Re: [PATCH RFC] pm_qos_requirement might sleep

Previous thread: [patch 00/33] 2.6.25-stable review cycle by Greg KH on Monday, August 4, 2008 - 1:13 pm. (34 messages)

Next thread: [PATCH] tracehook: kerneldoc fix by Roland McGrath on Monday, August 4, 2008 - 1:56 pm. (2 messages)
From: John Kacur
Date: Monday, August 4, 2008 - 1:52 pm

Even after applying some fixes posted by Chirag and Peter Z, I'm still
getting some messages in my log like this
BUG: sleeping function called from invalid context swapper(0) at
kernel/rtmutex.c:743
in_atomic():1 [00000001], irqs_disabled():1
Pid: 0, comm: swapper Tainted: G        W 2.6.26.1-rt1.jk #2

Call Trace:
 [<ffffffff802305d3>] __might_sleep+0x12d/0x132
 [<ffffffff8046cdbe>] __rt_spin_lock+0x34/0x7d
 [<ffffffff8046ce15>] rt_spin_lock+0xe/0x10
 [<ffffffff802532e5>] pm_qos_requirement+0x1f/0x3c
 [<ffffffff803e1b7f>] menu_select+0x7b/0x9c
 [<ffffffff8020b1be>] ? default_idle+0x0/0x5a
 [<ffffffff8020b1be>] ? default_idle+0x0/0x5a
 [<ffffffff803e0b4b>] cpuidle_idle_call+0x68/0xd8
 [<ffffffff803e0ae3>] ? cpuidle_idle_call+0x0/0xd8
 [<ffffffff8020b1be>] ? default_idle+0x0/0x5a
 [<ffffffff8020b333>] cpu_idle+0xb2/0x12d
 [<ffffffff80466af0>] start_secondary+0x186/0x18b

---------------------------
| preempt count: 00000001 ]
| 1-level deep critical section nesting:
----------------------------------------
.. [<ffffffff8020b39c>] .... cpu_idle+0x11b/0x12d
.....[<ffffffff80466af0>] ..   ( <= start_secondary+0x186/0x18b)

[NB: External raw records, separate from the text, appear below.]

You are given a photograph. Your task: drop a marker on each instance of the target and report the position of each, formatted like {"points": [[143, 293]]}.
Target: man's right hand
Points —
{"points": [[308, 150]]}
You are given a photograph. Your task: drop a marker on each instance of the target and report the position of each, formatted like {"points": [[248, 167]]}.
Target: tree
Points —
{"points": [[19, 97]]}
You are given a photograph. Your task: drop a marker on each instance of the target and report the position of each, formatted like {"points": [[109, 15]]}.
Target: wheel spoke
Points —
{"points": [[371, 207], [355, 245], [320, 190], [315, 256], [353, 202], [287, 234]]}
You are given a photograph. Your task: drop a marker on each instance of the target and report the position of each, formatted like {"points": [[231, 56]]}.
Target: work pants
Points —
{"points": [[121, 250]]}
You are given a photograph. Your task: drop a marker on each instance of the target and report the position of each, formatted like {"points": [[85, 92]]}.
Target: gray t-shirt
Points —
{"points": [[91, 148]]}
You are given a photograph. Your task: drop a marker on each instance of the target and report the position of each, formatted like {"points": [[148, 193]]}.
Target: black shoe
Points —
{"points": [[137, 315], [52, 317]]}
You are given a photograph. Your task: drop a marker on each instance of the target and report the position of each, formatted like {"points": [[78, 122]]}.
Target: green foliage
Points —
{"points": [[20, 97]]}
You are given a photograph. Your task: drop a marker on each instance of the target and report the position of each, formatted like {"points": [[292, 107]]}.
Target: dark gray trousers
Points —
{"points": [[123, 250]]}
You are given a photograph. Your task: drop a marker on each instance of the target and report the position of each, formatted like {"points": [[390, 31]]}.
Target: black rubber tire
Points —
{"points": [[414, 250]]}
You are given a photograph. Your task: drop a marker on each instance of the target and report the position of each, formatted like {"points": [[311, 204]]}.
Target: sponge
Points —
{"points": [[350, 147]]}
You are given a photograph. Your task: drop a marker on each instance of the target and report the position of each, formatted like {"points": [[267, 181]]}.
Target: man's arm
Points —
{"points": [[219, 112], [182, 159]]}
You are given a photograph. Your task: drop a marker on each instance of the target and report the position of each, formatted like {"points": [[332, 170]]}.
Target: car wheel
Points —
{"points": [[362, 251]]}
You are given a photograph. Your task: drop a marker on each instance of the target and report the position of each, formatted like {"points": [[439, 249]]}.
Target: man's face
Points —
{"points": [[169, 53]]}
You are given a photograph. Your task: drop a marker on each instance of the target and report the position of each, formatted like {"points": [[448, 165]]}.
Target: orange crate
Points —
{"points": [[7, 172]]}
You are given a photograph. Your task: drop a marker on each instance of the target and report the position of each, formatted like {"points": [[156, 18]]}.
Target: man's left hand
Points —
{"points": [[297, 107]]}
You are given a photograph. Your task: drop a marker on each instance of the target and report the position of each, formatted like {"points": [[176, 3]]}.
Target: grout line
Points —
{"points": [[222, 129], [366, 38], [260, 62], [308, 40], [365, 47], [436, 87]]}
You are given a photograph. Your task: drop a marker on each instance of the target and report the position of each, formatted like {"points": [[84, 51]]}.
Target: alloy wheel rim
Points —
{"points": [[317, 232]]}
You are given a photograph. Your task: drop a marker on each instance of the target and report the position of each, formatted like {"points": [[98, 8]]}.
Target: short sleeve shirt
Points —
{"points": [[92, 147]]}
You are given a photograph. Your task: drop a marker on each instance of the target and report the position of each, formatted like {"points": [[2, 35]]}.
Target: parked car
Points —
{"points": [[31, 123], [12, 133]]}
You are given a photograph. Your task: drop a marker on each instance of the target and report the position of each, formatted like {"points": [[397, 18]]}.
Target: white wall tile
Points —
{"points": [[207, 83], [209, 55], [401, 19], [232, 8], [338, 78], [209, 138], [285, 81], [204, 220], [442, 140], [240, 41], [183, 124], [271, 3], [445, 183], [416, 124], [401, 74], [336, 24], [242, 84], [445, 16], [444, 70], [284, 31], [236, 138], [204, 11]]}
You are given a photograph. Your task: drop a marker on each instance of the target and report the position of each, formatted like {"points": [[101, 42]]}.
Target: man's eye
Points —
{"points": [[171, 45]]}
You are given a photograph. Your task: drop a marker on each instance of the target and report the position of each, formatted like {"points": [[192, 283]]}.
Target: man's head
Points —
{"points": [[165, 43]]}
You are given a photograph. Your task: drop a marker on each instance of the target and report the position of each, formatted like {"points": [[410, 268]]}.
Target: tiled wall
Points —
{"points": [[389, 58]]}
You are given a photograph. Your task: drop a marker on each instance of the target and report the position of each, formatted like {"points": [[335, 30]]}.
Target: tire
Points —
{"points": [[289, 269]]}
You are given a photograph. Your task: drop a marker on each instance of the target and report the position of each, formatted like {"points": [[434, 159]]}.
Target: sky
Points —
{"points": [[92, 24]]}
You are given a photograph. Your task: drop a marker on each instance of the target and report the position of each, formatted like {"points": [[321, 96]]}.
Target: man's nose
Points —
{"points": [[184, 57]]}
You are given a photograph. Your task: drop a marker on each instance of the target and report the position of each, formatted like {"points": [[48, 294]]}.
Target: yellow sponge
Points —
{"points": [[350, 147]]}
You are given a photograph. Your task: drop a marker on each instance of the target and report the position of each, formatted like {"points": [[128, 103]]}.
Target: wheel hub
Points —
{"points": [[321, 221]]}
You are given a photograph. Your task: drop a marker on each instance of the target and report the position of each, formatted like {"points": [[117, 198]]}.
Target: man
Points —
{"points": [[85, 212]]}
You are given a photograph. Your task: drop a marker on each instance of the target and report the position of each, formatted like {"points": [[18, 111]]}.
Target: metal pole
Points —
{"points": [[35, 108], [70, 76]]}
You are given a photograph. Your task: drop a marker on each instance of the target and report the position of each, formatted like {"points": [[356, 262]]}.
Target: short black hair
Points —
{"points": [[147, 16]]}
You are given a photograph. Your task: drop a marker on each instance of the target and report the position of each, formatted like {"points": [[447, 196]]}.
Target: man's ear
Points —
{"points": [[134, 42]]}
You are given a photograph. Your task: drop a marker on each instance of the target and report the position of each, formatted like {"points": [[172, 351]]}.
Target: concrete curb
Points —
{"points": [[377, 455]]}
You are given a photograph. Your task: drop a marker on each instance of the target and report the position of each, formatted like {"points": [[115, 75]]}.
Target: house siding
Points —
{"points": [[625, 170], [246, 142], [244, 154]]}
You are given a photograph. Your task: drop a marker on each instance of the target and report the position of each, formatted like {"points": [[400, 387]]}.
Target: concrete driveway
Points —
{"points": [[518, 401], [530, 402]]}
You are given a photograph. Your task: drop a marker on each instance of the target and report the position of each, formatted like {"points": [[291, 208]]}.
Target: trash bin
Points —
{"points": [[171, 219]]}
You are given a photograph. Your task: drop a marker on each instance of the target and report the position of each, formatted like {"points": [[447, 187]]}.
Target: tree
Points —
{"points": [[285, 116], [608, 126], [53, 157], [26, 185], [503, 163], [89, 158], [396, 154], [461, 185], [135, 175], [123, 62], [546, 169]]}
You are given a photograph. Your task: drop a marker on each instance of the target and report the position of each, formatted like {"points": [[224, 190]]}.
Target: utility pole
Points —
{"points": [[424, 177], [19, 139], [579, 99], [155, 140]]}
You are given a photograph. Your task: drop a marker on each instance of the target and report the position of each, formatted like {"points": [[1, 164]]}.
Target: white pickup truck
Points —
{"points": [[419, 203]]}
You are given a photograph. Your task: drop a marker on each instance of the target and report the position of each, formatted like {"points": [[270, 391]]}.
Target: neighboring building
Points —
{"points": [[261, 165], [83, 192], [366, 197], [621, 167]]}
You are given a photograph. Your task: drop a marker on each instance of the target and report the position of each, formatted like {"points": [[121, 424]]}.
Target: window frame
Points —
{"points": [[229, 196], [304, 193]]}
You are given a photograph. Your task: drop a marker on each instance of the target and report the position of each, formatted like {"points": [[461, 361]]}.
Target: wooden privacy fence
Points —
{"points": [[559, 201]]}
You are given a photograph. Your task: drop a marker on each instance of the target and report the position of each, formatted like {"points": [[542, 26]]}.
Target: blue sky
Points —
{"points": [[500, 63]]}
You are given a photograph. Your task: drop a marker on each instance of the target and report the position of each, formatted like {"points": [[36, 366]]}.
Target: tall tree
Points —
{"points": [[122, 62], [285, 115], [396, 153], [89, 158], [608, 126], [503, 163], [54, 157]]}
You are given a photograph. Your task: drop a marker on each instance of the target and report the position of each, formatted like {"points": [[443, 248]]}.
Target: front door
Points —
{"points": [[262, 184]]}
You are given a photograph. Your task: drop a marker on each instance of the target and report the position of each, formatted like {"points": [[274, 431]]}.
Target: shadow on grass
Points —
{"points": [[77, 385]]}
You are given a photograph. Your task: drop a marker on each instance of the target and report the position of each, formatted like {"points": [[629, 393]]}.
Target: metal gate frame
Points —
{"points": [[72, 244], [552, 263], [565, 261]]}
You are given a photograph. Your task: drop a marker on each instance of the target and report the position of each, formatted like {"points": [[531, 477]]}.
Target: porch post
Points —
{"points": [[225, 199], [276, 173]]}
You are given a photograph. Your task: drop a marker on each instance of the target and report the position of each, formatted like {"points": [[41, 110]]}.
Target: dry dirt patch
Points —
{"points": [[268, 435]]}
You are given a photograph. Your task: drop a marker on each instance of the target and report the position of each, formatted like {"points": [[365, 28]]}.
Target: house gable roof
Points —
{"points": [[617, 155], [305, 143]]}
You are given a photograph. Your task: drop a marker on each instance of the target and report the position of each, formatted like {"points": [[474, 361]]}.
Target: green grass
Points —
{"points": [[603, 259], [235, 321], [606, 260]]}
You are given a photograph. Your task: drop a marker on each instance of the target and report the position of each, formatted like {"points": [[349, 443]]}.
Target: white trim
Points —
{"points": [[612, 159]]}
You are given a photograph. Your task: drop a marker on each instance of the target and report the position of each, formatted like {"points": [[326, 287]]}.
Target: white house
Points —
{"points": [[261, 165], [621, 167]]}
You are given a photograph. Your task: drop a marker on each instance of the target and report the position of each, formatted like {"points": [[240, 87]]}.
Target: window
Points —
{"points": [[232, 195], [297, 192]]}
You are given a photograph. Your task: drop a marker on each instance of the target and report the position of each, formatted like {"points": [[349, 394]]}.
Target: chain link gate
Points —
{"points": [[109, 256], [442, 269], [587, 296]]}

The following simple patch makes the messages disappear - however,
there may be a better more fine grained solution, but the problem is
also that all the functions are designed to use the same lock.
From: Peter Zijlstra
Date: Tuesday, August 5, 2008 - 12:25 am

Hmm, I think you're right - its called from the idle routine so we can't
go about sleeping there.

The only trouble I have is with kernel/pm_qos_params.c:update_target()'s
use of this lock - that is decidedly not O(1).

Mark, would it be possible to split that lock in two, one lock
protecting pm_qos_array[], and one lock protecting the
requirements.list ?


--

From: mark gross
Date: Tuesday, August 5, 2008 - 1:49 pm

very likely, but I'm not sure how it will help.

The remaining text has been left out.